BOW project received funding
The project Large Offshore Wind Turbines (LOWT): Structural design accounting for non-neutral wind conditions is funded with 12 MNOK via the NFR FRIPRO program.
The project has a total volume of 14MNOK and and is coordinated by UiS, with UiB, SINTEF Energy and SINTEF industry as partners.
LOWT will develop new knowledge and models to improve the design basis for large floating wind turbines (>12MW) in freewind and wake conditions. Observations from Hywind Scotland have shown that the thermal stratification of the atmosphere can substantially affect the structural response of a wind turbine to the incoming turbulent flow.
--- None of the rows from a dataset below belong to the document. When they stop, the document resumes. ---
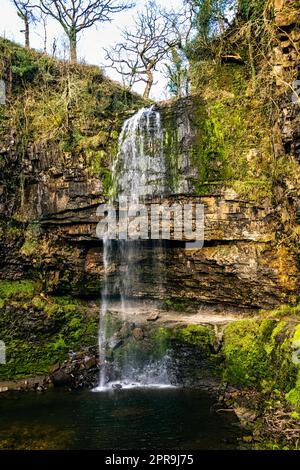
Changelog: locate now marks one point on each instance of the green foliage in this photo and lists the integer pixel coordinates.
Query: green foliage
(15, 290)
(39, 331)
(258, 353)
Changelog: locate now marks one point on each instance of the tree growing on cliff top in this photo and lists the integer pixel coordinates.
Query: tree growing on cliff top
(76, 15)
(142, 49)
(25, 12)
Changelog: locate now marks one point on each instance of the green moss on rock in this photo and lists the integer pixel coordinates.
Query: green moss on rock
(39, 331)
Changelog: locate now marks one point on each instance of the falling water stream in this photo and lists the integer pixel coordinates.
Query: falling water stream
(138, 174)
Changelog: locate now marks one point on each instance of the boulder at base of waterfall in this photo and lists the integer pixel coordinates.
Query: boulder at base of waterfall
(138, 334)
(61, 379)
(153, 316)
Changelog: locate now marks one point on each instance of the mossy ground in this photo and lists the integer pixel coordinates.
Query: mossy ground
(38, 330)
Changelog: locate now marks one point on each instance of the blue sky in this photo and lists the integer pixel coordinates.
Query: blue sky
(91, 42)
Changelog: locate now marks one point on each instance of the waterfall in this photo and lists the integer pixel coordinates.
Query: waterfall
(138, 174)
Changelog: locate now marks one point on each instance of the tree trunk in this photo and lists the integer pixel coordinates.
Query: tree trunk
(26, 31)
(149, 84)
(73, 47)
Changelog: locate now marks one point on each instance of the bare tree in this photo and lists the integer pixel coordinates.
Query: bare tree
(182, 23)
(77, 15)
(137, 57)
(25, 12)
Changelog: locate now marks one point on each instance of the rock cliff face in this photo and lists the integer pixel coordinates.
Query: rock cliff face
(49, 197)
(240, 264)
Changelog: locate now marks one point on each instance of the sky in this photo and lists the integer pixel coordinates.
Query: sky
(91, 41)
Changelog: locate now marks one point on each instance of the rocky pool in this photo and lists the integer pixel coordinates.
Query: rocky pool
(166, 418)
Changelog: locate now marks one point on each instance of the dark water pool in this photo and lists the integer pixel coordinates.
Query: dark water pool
(125, 419)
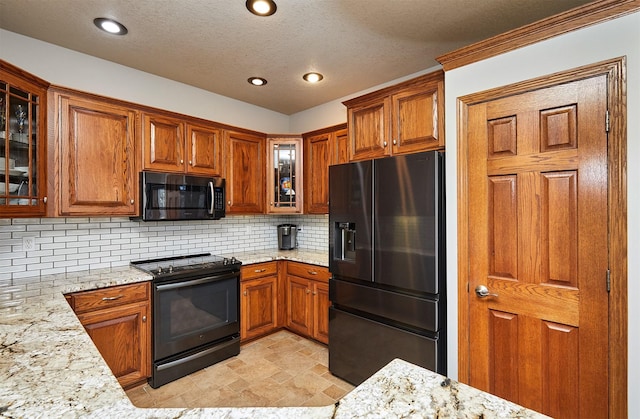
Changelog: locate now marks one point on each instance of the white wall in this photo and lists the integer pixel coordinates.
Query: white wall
(64, 67)
(67, 245)
(612, 39)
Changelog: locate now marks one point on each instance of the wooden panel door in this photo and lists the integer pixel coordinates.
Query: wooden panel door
(163, 139)
(369, 130)
(258, 306)
(205, 149)
(245, 173)
(538, 240)
(317, 155)
(123, 337)
(299, 304)
(340, 147)
(418, 119)
(97, 157)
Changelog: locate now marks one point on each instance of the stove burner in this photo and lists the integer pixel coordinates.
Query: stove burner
(189, 265)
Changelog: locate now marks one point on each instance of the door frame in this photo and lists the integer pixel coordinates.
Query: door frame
(615, 70)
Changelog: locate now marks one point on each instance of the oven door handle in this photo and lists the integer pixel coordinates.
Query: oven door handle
(182, 284)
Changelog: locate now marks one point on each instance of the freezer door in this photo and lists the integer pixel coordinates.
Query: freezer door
(350, 218)
(358, 347)
(409, 222)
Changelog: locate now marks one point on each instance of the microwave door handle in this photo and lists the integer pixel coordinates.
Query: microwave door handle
(212, 198)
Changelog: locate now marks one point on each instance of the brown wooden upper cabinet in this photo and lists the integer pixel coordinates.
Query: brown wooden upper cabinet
(93, 154)
(23, 143)
(284, 176)
(404, 118)
(245, 173)
(178, 145)
(322, 148)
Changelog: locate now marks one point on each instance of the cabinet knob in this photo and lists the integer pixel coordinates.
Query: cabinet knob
(117, 297)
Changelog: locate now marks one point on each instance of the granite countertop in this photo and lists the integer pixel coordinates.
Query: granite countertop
(49, 367)
(299, 255)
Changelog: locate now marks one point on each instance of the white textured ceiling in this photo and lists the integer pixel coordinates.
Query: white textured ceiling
(217, 44)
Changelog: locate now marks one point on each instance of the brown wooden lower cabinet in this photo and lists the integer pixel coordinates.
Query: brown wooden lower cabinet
(258, 299)
(284, 294)
(308, 300)
(118, 320)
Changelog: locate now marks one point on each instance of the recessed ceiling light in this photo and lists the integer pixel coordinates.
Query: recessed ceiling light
(110, 25)
(257, 81)
(313, 77)
(261, 7)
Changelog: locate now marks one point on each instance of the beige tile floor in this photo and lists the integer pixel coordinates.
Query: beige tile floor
(279, 370)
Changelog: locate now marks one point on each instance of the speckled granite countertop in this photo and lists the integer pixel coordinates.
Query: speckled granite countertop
(50, 368)
(298, 255)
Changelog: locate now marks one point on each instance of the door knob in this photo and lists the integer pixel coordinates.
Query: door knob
(482, 291)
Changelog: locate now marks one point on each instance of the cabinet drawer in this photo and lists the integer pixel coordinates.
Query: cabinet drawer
(82, 302)
(258, 270)
(304, 270)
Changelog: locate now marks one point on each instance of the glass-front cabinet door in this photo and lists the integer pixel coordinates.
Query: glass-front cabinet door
(284, 184)
(22, 143)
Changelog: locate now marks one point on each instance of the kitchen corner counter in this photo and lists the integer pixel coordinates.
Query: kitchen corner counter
(49, 367)
(312, 257)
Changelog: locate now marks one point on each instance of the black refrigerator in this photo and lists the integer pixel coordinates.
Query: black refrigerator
(387, 260)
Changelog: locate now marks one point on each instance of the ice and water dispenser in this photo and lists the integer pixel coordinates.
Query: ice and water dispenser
(345, 241)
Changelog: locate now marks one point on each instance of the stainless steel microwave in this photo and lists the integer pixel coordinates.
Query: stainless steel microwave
(173, 196)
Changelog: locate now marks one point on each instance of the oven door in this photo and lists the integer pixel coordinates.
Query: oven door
(194, 312)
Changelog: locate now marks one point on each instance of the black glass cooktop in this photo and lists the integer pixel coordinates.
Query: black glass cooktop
(188, 265)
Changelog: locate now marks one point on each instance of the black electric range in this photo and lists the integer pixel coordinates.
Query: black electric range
(179, 267)
(196, 313)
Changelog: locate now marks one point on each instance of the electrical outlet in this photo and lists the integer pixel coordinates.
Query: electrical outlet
(28, 244)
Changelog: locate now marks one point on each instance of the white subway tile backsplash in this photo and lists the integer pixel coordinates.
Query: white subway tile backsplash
(66, 245)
The first objective is to use wind data from several offshore sites to characterize the wind field in non-neutral atmospheric conditions. The project will use high-frequency wind data combined with a brand new remote sensing dataset (COTUR). In the COTUR campaign, the incoming flow over the ocean was recorded, both within and above the surface layer, thus providing new insight on the applicability surface-layer scaling to model the turbulent wind loads on LOWT. This unique dataset will be analyzed for the first time to indicate whether the turbulence models used in the standards, which mainly relies on surface-layer scaling are appropriate or not. The final output will be to recommend a suitable wind and coherence model for in non-neutral conditions as input to free wind aero-elastic simulations and DWM models offshore.
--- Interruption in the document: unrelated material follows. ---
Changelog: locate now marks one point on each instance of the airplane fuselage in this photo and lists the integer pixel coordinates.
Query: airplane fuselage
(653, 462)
The second objective is to validate the simulated wind turbine response using full scale data from offshore wind farms (Alpha Ventus, Sheringham Shoal, and Zefyros/Hywind Demo). The validated simulation tools will then be used to quantify the effect of non-neutral atmospheric conditions on future LOWT (>12MW) to ensure safe and cost-effective design in the next generation of offshore wind farms in Norway and beyond.
The final focus of the project is wake simulations of LOWT in non-neutral conditions using DWM model. High-fidelity CFD simulations will be used to include variable velocity shear in the DWM method and validate the wake meandering in non-neutral conditions. The non-neutral wind spectra and coherence from the data analysis work will be used as input for the DWM simulations.